Hinton adds, "There are just
a few people in the entire 20th century that forever changed the
ways an up-and-coming musician would think about how they were
supposed to play their instruments and what their possibilities
might be with it. That's a very unique legacy. You look at people
like Louis Armstrong. No one had thought about playing a trumpet
that way before him, or Chet Atkins on guitar. Earl has certainly
brought that to the banjo - not to mention he is one of the
architects of bluegrass music."
Earl
says his style was born out of necessity: "When I started years ago
with the banjo, it was not much of an asset to the band the way it
was being played. It didn't quite fit in as well as I thought it
could." So he set about to change that, and he adds modestly, "I was
excited that what I had to offer was accepted."
Earl is thankful that his health has improved enough for
him to perform once again. "He went to have his hip replaced, and
when he was in the recovery room, he had a heart attack, and he
literally died," Louise says of the 1996 crisis. "His heart stopped,
and they got him back again.
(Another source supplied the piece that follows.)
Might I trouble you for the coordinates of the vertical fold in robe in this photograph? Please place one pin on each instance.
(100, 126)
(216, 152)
He had six blocked arteries, and he had
bypass [surgery]."
With his heart
healed and his back and hip pain gone, Earl says, he feels like a
new man: "It's the first time I've been without pain for several
years. When you get feeling good, you want to pick." And pick he
does on this amazing album, with a musical gift that is
unparalleled.
"Earl Scruggs is one of
the true pioneers of American music," insists Don Henley, who first
met Randy in the early '70s. "He is a living example of a strain of
musical authenticity that runs back to the earliest musical
traditions of this country."
"It isn't
often that you can have such a cast of individuals of this caliber
come together and celebrate music," Randy says. "They were there
because of my dad, but what my dad represents is what turned up
within the recording of the music: outstanding and unique
musicianship and artistry. That's what we wanted to capture."
Earl is pleased with the results. "They
are all exciting to me," he says of the 12 cuts. "I'll start
listening to the album, and sometimes I'll play one for two or three
days just over and over, and then I'll move to another one. Later,
I'll come back to that first one. So it's been an exciting trip for
me."
And Earl says he would like to go
out and perform select dates in support of the album: "Music has
been my life. To me it's a prison to think about retiring or just
quitting - either word is a bad word to me."